1. kleene-closure

Hello, I stuck with this exercise

The kleene-closure of an Language L ist the smallest language, which contines L as subset and the empty word as an element and which is closend under concatenation. I have to profe by solving a-e

a) L $\subseteq$ L*
b) L* $\cdot$ L* $\subseteq$ L*
c) For every L' (over same Alphabet like L) with L $\subseteq$ L' , $\epsilon$ $\in$ L' and L' $\cdot$ L' $\subseteq$ L' obtains L* $\subseteq$ L'.

I think I solved a) by showing

L = {w1 | w1 $\in$ L} L*={w1,.....,wn | n $\in$ N, $w_i$ $\in$ L for all i = 1....n}

=> w1 $\in$ L and w1 $\in$L* => L $\subseteq$L*

b) and c) I stuck and any help will be appreciated

2. Re: kleene-closure

Originally Posted by suslik
b) L* $\cdot$ L* $\subseteq$ L*
Suppose $w\in L^*\cdot L^*$. Then $w=uv$ for some $u, v\in L^*$, i.e., u and v are concatenations of words from L. What can you way about uv?

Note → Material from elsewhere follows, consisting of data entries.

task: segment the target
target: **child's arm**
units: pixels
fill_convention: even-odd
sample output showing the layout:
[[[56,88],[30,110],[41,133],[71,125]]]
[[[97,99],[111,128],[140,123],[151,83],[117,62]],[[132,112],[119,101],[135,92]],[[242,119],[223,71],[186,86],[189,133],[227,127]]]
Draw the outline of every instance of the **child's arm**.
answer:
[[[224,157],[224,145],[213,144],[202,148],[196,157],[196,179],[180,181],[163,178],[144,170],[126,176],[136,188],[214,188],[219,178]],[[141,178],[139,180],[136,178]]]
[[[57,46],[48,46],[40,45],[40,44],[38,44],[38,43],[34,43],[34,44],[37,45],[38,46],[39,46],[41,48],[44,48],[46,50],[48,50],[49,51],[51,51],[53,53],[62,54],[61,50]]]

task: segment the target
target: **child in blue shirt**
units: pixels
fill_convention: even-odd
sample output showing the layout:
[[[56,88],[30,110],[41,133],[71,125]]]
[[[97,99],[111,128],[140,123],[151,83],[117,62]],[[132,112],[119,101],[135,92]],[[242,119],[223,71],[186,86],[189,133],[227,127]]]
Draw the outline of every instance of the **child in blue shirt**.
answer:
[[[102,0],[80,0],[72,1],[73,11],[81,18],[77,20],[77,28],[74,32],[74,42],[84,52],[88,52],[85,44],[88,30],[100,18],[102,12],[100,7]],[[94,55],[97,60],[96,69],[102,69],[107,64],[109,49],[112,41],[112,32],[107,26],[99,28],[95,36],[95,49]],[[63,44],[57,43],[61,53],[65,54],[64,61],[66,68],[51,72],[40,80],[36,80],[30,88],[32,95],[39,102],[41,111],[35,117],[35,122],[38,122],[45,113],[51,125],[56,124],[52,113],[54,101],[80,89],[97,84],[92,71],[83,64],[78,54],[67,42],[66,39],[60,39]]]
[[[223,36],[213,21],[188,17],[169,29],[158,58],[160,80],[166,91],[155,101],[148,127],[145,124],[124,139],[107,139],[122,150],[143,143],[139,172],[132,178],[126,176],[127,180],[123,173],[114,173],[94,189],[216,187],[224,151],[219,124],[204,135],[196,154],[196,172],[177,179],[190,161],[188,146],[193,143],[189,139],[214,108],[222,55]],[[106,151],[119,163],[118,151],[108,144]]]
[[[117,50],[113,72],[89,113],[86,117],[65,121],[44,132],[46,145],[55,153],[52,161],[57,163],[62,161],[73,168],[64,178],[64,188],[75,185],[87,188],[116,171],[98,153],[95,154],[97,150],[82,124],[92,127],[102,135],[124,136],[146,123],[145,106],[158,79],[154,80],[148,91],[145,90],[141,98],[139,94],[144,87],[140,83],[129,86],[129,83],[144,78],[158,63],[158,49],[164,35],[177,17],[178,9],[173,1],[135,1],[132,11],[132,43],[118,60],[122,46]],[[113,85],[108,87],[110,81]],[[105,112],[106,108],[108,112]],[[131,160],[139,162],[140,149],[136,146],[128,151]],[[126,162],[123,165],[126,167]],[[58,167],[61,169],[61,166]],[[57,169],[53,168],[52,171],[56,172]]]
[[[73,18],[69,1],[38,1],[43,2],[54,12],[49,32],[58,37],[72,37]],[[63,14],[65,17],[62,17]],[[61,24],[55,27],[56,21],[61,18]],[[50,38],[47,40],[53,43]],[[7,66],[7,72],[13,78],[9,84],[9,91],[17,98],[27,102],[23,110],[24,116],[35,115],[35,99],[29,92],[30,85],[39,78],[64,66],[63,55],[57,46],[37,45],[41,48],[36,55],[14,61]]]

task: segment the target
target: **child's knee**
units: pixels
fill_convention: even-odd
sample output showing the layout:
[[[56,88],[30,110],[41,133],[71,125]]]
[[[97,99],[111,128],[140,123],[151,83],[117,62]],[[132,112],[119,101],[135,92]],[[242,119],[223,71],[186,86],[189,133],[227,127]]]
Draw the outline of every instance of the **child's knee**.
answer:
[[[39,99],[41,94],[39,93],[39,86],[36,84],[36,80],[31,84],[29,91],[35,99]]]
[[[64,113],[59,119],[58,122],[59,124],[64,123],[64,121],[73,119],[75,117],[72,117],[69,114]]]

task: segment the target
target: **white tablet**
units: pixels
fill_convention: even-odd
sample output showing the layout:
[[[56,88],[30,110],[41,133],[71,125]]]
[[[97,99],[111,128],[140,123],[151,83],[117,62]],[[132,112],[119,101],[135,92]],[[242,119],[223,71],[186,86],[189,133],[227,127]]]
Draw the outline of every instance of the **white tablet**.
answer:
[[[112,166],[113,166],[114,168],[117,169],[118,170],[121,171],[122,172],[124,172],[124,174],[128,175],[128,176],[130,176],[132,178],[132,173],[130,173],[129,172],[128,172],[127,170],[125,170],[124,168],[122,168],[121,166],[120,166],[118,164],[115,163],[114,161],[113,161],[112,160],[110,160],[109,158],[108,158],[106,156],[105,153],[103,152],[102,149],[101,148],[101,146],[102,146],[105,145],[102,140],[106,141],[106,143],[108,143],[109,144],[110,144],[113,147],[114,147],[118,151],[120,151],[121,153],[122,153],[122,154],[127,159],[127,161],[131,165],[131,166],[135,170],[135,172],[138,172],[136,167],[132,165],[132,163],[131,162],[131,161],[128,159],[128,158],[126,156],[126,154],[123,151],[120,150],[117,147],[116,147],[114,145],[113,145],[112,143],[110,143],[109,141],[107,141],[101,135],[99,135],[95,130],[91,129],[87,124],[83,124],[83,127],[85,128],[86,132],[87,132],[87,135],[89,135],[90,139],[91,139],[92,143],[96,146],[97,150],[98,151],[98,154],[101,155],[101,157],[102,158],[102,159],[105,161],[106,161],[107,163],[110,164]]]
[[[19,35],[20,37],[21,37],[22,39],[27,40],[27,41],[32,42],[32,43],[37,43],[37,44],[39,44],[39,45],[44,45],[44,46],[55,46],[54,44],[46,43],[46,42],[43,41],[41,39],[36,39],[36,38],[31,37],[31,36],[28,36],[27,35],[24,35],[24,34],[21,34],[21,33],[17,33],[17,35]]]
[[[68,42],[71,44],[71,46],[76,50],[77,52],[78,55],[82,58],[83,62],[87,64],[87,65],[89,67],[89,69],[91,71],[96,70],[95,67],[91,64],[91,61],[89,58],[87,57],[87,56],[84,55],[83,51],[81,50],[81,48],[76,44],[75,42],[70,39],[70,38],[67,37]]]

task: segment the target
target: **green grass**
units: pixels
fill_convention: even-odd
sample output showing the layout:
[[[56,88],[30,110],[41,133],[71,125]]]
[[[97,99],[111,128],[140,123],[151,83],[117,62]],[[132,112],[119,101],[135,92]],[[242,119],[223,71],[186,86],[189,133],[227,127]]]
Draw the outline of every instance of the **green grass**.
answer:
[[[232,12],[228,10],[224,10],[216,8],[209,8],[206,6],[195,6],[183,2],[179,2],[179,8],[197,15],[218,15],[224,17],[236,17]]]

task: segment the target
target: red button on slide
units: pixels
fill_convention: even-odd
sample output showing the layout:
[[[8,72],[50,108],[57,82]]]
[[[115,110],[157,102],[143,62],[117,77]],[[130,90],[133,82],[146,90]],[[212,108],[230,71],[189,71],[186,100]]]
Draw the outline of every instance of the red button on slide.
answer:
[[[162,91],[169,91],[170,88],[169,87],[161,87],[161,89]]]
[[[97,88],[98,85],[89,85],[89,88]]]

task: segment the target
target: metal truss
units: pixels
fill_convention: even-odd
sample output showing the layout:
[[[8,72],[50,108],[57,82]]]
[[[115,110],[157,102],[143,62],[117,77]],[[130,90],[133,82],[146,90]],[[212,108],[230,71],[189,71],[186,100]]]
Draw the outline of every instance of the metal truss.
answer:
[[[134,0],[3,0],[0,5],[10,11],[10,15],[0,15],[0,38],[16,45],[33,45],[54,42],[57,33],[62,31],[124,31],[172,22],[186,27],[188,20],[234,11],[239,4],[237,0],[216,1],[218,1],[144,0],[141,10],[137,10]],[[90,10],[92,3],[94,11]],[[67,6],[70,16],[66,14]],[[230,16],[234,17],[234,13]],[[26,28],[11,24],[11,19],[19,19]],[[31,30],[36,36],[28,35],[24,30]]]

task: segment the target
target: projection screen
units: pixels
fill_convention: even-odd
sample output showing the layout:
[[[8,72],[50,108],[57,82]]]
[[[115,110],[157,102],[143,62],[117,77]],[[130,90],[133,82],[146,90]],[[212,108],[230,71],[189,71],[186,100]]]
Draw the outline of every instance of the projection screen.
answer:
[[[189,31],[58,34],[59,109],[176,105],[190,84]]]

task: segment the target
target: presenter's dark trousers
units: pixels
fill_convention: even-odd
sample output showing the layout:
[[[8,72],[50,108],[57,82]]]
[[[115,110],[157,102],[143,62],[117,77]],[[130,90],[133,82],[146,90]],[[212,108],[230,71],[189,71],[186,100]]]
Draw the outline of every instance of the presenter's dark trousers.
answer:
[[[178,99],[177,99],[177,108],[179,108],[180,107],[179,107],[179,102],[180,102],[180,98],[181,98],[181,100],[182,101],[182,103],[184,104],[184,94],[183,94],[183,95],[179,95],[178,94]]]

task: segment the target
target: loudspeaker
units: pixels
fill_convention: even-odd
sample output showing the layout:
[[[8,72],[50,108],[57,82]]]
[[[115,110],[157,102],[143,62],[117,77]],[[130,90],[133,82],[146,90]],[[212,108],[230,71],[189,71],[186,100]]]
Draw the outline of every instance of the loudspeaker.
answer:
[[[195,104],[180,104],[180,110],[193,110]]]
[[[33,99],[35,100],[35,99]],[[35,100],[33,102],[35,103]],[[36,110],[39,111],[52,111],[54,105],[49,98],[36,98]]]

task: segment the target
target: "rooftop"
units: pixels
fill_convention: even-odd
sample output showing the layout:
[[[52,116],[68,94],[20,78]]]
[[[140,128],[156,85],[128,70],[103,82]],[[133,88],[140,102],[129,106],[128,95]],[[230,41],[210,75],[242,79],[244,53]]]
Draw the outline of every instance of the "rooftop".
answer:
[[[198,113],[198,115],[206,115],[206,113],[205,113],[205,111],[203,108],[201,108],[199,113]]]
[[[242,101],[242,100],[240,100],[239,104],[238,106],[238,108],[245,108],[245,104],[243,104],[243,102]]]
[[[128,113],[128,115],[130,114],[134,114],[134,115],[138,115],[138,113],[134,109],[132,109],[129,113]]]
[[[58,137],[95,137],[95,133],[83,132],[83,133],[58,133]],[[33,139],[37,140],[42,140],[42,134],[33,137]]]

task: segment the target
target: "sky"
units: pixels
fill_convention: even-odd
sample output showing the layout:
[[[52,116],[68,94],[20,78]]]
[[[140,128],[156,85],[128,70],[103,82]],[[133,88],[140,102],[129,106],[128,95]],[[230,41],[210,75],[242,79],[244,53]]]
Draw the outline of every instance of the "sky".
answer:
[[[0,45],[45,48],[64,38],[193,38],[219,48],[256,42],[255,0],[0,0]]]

Originally Posted by suslik
c) For every L' (over same Alphabet like L) with L $\subseteq$ L' , $\epsilon$ $\in$ L' and L' $\cdot$ L' $\subseteq$ L' obtains L* $\subseteq$ L'.
The definition of $L^*$ says that it is the smallest language satisfying these properties.

3. Re: kleene-closure

Perhaps that uv is already in L* because every concatenation of L is already in L* ?

4. Re: kleene-closure

Yes, if u and v are concatenations of words in L, then so is uv, and therefore it is in L*.